Izzy
Our daughter, Izzy, was diagnosed with SYT1, Baker-Gordon Syndrome, at the age of 10 and this is our story.
We were delighted to be expecting our second child, the pregnancy went smoothly, and the water birth was exactly what we had hoped for. There was not one indication of the challenges to come. In the early days, Izzy struggled to gain weight and we had to supplement breastfeeding with bottles however she was a settled and happy baby who loved nothing more than a snuggle. We later learnt that low muscle tone was the underlying issue. As the months progressed however, whilst her social skills developed, her gross motor skills such as rolling or learning to sit did not emerge. So many professionals told us not to worry and that babies develop at their own pace – however every instinct told us, there was more to it.
At 18 months, it was like a switch was flicked – all those reassurances suddenly flipped to a barrage of appointments and tests. Still not rolling or sitting, nowhere near standing, eating solid foods or being able to use a spoon, Izzy now ticked the boxes for further intervention. The following 18 months were amongst the most challenging of our lives, MRIs, genetic testing – we suddenly found ourselves under 13 services including speech and language therapy, occupational therapy, neurologists and more. However, our gorgeous Izzy remained a happy, smiley baby who was very content with the world around her.
Nothing could have prepared us for the day the Consultant shared that all those tests had returned no answers. This was the last thing we expected. Until that point, we were blissfully optimistic and anticipated answers, solutions and a pathway to getting development back on track. However, alongside the ‘no answers’ was also the message that most children presenting like Izzy would be learning disabled and she may not walk, talk or ‘catch up’. It was almost impossible to match this prognosis with the beautiful child we doted on.
Our mission from that day was never to allow this prognosis to limit Izzy’s development – we continued with all the therapies and gave Izzy the widest range of opportunities we could. Swimming, horse riding, biking, parties, reading books, ball pools – activities which we adapted for her needs and which she still loves to this day.

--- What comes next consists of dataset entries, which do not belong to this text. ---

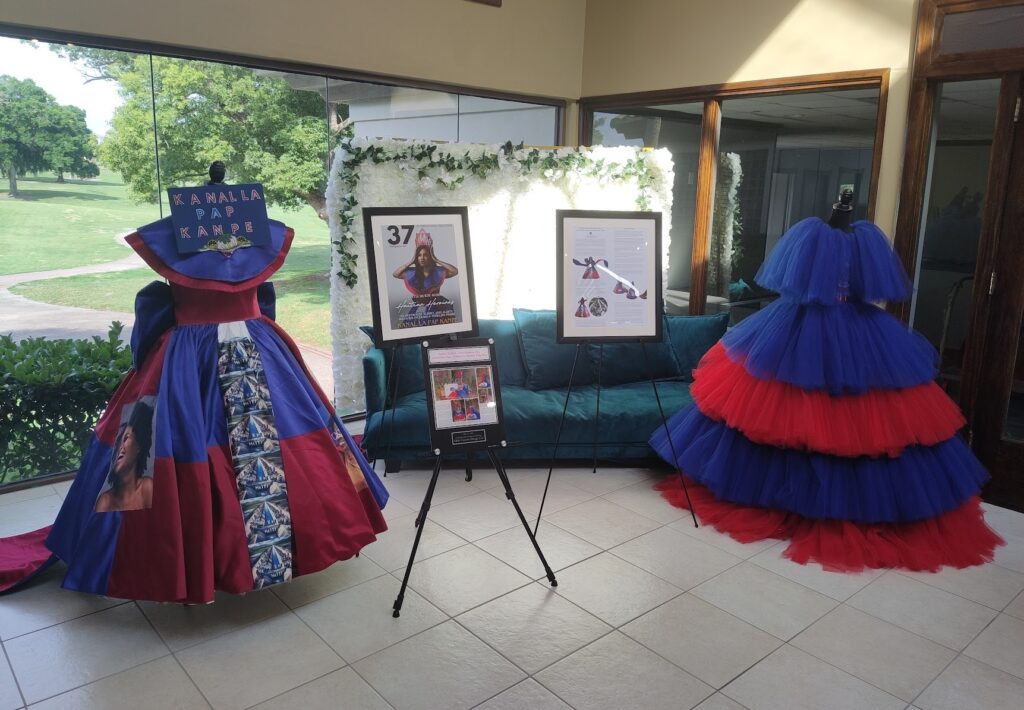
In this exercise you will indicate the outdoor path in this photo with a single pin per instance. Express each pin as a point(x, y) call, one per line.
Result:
point(23, 318)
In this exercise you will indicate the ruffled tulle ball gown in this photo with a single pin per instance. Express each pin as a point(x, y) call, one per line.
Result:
point(218, 463)
point(817, 420)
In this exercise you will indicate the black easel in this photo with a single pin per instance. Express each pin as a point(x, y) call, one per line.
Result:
point(421, 519)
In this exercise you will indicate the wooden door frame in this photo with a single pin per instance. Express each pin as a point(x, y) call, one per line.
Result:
point(712, 95)
point(930, 69)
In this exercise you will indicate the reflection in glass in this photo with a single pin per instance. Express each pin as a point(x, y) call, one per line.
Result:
point(781, 159)
point(395, 112)
point(953, 204)
point(676, 127)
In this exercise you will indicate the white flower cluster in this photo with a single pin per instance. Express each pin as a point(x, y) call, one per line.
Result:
point(512, 195)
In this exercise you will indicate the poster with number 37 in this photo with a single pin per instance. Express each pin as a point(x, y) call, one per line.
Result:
point(420, 273)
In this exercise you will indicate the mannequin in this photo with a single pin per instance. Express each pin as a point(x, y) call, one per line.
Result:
point(842, 214)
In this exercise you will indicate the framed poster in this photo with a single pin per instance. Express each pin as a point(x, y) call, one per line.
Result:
point(609, 276)
point(421, 280)
point(465, 404)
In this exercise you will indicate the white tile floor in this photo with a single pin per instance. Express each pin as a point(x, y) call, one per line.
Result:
point(649, 613)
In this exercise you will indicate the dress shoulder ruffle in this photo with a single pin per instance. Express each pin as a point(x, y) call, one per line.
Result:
point(816, 263)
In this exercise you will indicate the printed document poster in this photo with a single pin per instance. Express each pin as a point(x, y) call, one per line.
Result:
point(609, 286)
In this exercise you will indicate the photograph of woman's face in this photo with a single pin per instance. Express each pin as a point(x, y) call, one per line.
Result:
point(126, 460)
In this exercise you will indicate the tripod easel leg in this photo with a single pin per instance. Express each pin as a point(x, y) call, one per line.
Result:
point(511, 496)
point(668, 434)
point(558, 436)
point(421, 518)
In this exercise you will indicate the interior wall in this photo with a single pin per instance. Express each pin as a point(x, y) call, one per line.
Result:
point(662, 44)
point(526, 46)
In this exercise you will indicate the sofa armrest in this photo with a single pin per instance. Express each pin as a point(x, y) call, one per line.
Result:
point(374, 380)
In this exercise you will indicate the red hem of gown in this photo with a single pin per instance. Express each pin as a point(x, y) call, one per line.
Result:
point(958, 538)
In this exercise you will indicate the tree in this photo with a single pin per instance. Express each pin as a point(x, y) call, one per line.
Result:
point(37, 133)
point(260, 127)
point(73, 148)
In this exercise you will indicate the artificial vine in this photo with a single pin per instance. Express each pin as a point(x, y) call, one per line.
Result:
point(434, 164)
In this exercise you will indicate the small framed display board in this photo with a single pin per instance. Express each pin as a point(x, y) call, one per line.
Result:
point(421, 279)
point(609, 276)
point(465, 404)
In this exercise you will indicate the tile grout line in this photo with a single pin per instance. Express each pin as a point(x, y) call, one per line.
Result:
point(120, 602)
point(174, 656)
point(13, 676)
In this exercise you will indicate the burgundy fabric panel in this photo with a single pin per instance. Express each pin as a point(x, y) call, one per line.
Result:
point(157, 264)
point(189, 543)
point(331, 520)
point(193, 306)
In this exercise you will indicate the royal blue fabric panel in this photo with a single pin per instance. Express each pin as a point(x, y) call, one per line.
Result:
point(876, 274)
point(189, 397)
point(297, 408)
point(922, 483)
point(843, 348)
point(815, 263)
point(266, 296)
point(154, 317)
point(243, 264)
point(808, 263)
point(84, 539)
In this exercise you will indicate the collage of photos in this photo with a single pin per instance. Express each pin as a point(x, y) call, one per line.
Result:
point(463, 397)
point(259, 469)
point(608, 275)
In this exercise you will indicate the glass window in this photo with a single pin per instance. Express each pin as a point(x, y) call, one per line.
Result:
point(677, 128)
point(781, 159)
point(953, 204)
point(993, 28)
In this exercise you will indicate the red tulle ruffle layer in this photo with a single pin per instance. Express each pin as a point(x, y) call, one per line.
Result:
point(958, 538)
point(881, 422)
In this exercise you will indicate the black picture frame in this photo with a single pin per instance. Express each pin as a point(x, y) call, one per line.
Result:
point(397, 307)
point(454, 374)
point(578, 303)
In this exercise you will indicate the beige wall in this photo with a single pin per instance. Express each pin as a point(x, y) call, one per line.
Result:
point(657, 44)
point(527, 46)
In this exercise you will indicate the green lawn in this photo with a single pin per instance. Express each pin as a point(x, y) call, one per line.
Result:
point(57, 225)
point(302, 284)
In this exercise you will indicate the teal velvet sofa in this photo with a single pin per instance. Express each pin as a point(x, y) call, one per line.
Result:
point(534, 373)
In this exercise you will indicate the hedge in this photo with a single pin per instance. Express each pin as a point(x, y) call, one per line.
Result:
point(51, 394)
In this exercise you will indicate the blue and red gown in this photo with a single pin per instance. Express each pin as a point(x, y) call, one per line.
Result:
point(818, 420)
point(240, 500)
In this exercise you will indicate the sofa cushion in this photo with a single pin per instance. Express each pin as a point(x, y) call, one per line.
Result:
point(548, 363)
point(691, 336)
point(620, 363)
point(410, 366)
point(510, 367)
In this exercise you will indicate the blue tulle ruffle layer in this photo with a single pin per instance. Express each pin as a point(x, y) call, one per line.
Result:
point(843, 348)
point(923, 483)
point(815, 263)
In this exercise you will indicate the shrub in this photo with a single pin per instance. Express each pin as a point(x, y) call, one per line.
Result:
point(51, 394)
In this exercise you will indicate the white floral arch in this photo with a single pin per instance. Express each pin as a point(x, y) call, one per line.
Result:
point(512, 194)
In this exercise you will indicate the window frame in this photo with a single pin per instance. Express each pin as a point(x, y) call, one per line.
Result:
point(253, 61)
point(713, 95)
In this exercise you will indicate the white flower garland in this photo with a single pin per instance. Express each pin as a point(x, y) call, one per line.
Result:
point(512, 194)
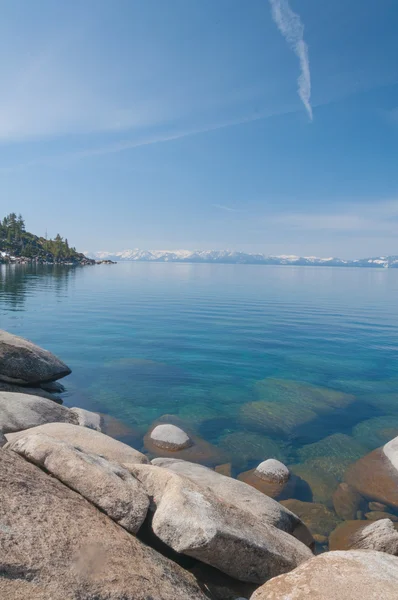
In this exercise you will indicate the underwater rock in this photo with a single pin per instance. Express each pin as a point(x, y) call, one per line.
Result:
point(322, 483)
point(245, 446)
point(286, 406)
point(375, 475)
point(319, 519)
point(351, 575)
point(362, 535)
point(375, 432)
point(347, 501)
point(24, 363)
point(338, 445)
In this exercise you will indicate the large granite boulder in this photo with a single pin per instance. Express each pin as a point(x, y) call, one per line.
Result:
point(362, 535)
point(25, 363)
point(241, 496)
point(375, 475)
point(57, 546)
point(105, 484)
point(87, 440)
point(352, 575)
point(22, 411)
point(195, 521)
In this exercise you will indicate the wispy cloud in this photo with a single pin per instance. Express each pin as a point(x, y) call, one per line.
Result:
point(228, 208)
point(292, 29)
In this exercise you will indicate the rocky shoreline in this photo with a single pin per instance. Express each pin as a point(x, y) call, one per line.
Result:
point(84, 516)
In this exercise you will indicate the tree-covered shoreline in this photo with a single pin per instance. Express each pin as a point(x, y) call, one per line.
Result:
point(19, 245)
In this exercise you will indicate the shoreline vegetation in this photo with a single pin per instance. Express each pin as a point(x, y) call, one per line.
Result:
point(18, 246)
point(84, 515)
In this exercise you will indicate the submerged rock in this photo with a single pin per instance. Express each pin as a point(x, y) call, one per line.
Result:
point(170, 437)
point(238, 494)
point(269, 477)
point(246, 446)
point(57, 546)
point(86, 418)
point(22, 362)
point(192, 520)
point(362, 535)
point(22, 411)
point(319, 519)
point(286, 406)
point(352, 575)
point(347, 501)
point(87, 440)
point(375, 475)
point(105, 484)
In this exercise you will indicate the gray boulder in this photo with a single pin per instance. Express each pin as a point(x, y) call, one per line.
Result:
point(22, 411)
point(105, 484)
point(380, 535)
point(240, 495)
point(87, 440)
point(25, 363)
point(351, 575)
point(57, 546)
point(86, 418)
point(195, 521)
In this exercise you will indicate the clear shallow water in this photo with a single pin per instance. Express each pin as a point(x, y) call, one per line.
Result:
point(232, 351)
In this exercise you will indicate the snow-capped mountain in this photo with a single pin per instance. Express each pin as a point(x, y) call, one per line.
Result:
point(233, 257)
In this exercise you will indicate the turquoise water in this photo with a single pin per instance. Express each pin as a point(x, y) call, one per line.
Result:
point(256, 360)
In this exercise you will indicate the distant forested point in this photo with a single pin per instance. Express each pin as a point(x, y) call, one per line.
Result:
point(18, 245)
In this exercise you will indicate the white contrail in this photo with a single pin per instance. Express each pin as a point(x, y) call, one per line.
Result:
point(292, 29)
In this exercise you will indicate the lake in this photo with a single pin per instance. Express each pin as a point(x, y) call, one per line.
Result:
point(297, 363)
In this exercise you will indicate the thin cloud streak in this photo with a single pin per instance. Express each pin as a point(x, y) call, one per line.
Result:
point(228, 208)
point(292, 29)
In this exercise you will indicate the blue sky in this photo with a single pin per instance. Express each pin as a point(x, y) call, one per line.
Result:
point(258, 126)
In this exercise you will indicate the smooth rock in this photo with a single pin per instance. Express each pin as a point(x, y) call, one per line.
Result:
point(375, 475)
point(107, 485)
point(22, 411)
point(170, 437)
point(198, 451)
point(361, 535)
point(376, 515)
point(86, 418)
point(378, 506)
point(24, 363)
point(87, 440)
point(238, 494)
point(319, 519)
point(194, 521)
point(220, 586)
point(57, 546)
point(351, 575)
point(347, 502)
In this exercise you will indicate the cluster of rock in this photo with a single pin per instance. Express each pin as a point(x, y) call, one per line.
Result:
point(84, 516)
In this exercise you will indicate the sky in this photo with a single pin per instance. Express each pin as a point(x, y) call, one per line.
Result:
point(262, 126)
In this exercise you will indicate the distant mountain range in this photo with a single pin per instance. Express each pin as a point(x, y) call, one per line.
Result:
point(232, 257)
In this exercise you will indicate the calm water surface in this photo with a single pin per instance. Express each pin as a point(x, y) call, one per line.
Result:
point(257, 360)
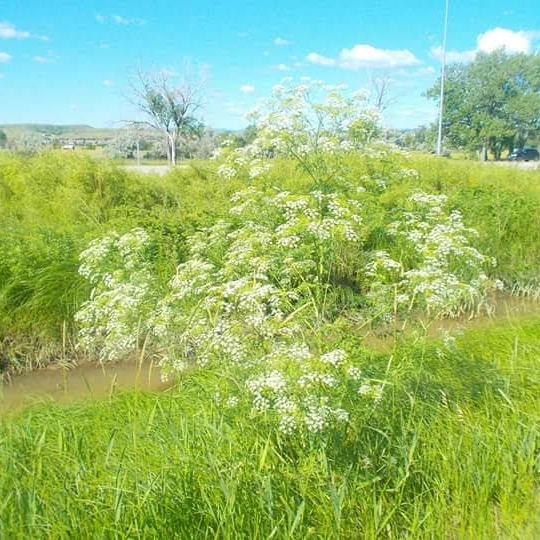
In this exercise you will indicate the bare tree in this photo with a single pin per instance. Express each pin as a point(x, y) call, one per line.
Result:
point(379, 90)
point(169, 103)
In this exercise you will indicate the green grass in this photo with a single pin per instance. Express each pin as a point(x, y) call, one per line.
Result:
point(452, 451)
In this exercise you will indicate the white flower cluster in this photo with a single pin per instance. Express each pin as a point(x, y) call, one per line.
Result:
point(312, 400)
point(310, 122)
point(114, 319)
point(444, 275)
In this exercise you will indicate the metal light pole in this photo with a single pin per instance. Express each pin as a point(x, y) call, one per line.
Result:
point(443, 72)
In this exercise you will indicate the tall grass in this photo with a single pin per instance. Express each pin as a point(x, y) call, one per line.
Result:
point(451, 452)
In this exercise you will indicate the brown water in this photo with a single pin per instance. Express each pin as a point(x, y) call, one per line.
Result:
point(91, 380)
point(507, 309)
point(88, 380)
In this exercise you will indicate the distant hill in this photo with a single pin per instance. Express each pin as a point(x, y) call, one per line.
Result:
point(74, 131)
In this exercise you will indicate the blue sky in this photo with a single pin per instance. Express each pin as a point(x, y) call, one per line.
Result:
point(70, 62)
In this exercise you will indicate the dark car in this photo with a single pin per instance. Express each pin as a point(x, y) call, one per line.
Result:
point(523, 154)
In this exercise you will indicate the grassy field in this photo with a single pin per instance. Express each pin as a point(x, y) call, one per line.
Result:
point(451, 452)
point(449, 449)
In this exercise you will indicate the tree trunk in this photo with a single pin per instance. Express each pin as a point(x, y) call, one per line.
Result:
point(171, 149)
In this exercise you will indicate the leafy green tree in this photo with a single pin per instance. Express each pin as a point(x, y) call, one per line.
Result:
point(493, 103)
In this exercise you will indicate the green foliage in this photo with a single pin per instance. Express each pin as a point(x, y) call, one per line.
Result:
point(451, 451)
point(492, 103)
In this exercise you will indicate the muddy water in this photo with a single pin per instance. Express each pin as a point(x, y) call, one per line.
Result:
point(506, 309)
point(85, 381)
point(91, 380)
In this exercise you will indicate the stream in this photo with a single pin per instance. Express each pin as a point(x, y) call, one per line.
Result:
point(94, 380)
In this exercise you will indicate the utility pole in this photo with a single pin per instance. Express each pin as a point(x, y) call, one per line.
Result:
point(443, 73)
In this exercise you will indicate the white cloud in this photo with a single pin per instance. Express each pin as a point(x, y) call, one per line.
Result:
point(366, 56)
point(319, 59)
point(462, 57)
point(118, 19)
point(416, 72)
point(520, 41)
point(121, 20)
point(42, 60)
point(281, 42)
point(8, 31)
point(497, 38)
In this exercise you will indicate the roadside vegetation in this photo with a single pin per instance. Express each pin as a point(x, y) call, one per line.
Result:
point(251, 280)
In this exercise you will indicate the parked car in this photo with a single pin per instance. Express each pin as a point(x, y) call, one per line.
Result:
point(523, 154)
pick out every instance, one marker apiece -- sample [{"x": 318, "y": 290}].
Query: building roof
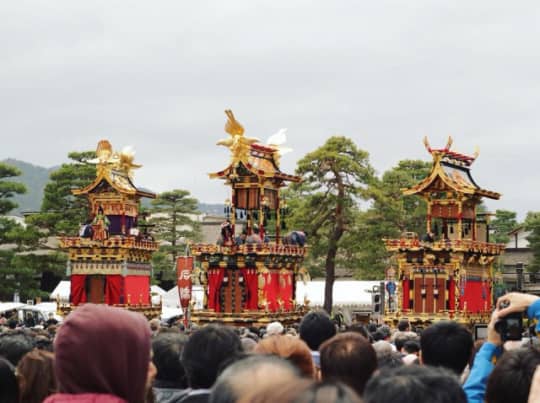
[
  {"x": 118, "y": 180},
  {"x": 450, "y": 171},
  {"x": 260, "y": 162}
]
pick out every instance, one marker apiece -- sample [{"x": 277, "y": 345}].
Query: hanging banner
[{"x": 184, "y": 267}]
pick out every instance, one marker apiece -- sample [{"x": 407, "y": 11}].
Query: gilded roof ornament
[
  {"x": 107, "y": 159},
  {"x": 238, "y": 143}
]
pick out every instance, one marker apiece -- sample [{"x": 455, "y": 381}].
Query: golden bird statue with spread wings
[{"x": 237, "y": 143}]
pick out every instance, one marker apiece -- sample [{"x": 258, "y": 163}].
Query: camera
[{"x": 510, "y": 327}]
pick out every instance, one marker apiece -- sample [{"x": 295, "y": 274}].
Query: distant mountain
[{"x": 35, "y": 178}]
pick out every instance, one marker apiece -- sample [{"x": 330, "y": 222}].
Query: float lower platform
[
  {"x": 149, "y": 311},
  {"x": 248, "y": 318}
]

Another curve ball hit at age 2.5 years when Izzy had her first major seizures and we were suddenly back in a barrage of test – ECGs, another round of genetic testing and the long process of trialling epilepsy meds to find the magic combo that worked. We were lucky and epilepsy has been mostly controlled with few hospitalisations, however it remains one of the most terrifying aspects of her needs.
For the next 7-8 years, genetics went quiet – Izzy was ahead of the medical science however it was moving at pace. We had signed up to every research programme going – 100,000 genomes for example and Deciphering Developmental Delay which was the one that eventually provided the SYT1 diagnosis. Taking the call, out of the blue, in the middle of the first Covid lockdown will stay with us forever. Having come to terms with no answers, we were stunned and shocked – however having a diagnosis has given us a new community, and most importantly new opportunities to seek interventions that may remove some of Izzy’s barriers in the long-term.
Fast forward to 2023 and we have a gorgeous and very tall 12-year-old who makes us laugh and smile every day. It would be unfair to not share that we also have significant daily challenges with frustration, anxiety and challenging behaviours but by far the positives outweigh the difficulties. It has been an incredibly emotional journey so far for us as parents and we continue to battle for all that Izzy deserves. However, Izzy loves life and is a constant reminder of what is truly important – love, humour and giving anything a go, ski-ing - using a sit ski for Izzy - is next on our family list so wish us luck!